L’un des combats de Romain au sein de Lutte Ouvrière contre la majorité de Hardy

Romain répondait à Hardy-Girardot

Un article de Louis Guilbert dans Lutte ouvrières

Notre camarade Théodore Topolanski, dit Romain, alias Louis Guilbert, est décédé à Limoges où il résidait et où il sera enterré. Il avait 81 ans. C’était l’un des militants ouvriers de la Voix Ouvrière, puis de Lutte ouvrière, et c’est comme militant révolutionnaire trotskiste qu’il a participé à plusieurs mouvements de la classe ouvrière, en militant pour son auto-organisation et notamment il avait dirigé la grève à la Polymécanique de Pantin en 1971, une grève qui dura 35 jours avec occupation et fut victorieuse, après avoir entraîné les autres ouvriers du groupe Motobécane, grève menée sous son impulsion par un comité de grève. Refusant plusieurs dérives de son organisation, il a initié la formation de la Fraction de Lutte ouvrière. Nous nous sommes éloignés de la Fraction par la suite mais nous rendons hommage à un militant et un dirigeant de la classe ouvrière qui n’a jamais baissé pavillon ni mis son drapeau dans sa poche.
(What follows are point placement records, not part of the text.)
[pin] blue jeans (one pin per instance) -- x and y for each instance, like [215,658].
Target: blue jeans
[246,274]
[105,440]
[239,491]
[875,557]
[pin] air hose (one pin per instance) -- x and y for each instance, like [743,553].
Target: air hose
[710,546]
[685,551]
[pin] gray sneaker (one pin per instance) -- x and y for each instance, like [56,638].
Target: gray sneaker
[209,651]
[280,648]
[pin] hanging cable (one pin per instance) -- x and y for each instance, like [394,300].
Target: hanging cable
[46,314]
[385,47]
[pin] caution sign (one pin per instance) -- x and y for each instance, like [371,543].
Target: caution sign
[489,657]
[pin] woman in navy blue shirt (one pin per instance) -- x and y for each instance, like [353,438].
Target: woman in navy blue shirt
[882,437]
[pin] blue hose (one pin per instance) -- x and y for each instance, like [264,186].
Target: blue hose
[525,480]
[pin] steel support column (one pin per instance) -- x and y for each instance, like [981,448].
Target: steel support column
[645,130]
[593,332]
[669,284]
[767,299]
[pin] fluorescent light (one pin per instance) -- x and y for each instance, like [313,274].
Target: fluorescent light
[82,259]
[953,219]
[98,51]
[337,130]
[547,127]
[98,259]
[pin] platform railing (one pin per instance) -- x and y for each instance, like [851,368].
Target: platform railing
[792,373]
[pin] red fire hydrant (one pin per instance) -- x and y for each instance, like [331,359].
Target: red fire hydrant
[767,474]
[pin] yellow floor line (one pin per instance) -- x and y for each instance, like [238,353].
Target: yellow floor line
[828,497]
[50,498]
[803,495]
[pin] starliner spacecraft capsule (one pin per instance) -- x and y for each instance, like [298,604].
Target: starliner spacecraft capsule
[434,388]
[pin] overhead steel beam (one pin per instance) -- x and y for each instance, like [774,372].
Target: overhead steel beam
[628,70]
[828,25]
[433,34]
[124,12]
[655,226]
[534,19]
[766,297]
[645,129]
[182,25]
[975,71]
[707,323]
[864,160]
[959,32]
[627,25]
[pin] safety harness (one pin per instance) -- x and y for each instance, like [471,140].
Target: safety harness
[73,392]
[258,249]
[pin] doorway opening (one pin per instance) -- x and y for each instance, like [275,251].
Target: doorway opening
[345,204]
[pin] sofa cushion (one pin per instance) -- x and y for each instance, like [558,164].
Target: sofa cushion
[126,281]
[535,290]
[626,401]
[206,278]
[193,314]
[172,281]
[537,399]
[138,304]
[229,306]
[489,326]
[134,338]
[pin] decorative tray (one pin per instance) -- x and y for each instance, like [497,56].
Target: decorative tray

A titre de souvenir militant, voici un compte-rendu de la grève de la Polymécanique :

L’usine Polymécanique de Pantin, du groupe Motobécane, emploie 1.166 salariés. Fin avril, le personnel apprend que la prime de bilan tombe de 2,65 % des salaires à 0,1 %.

Le 30 avril est organisée une consultation du personnel ; sur 700 votants, les positions sont les suivantes :

52 % pour une grève à durée illimitée ;

28 % pour une grève à durée limitée ;

13 % pour d’autres formes d’action ;

7 % opposés à toute action.

Le 3 mai, l’occupation de l’usine est décidée en assemblée générale ; un comité de grève est constitué, comprenant des militants des trois organisations syndicales C.G.T., C.F.D.T., F.O. (tendance « Lutte ouvrière ») et aussi des inorganisés.

L’objectif final de rétablissement de la prime de bilan s’est rapidement transformé en augmentation uniforme des salaires, réduction du temps du travail, extension des droits syndicaux, contre l’avis de la C.G.T. qui voulait, confirmant ainsi la position confédérale sur les augmentations hiérarchisées, une augmentation en pourcentage.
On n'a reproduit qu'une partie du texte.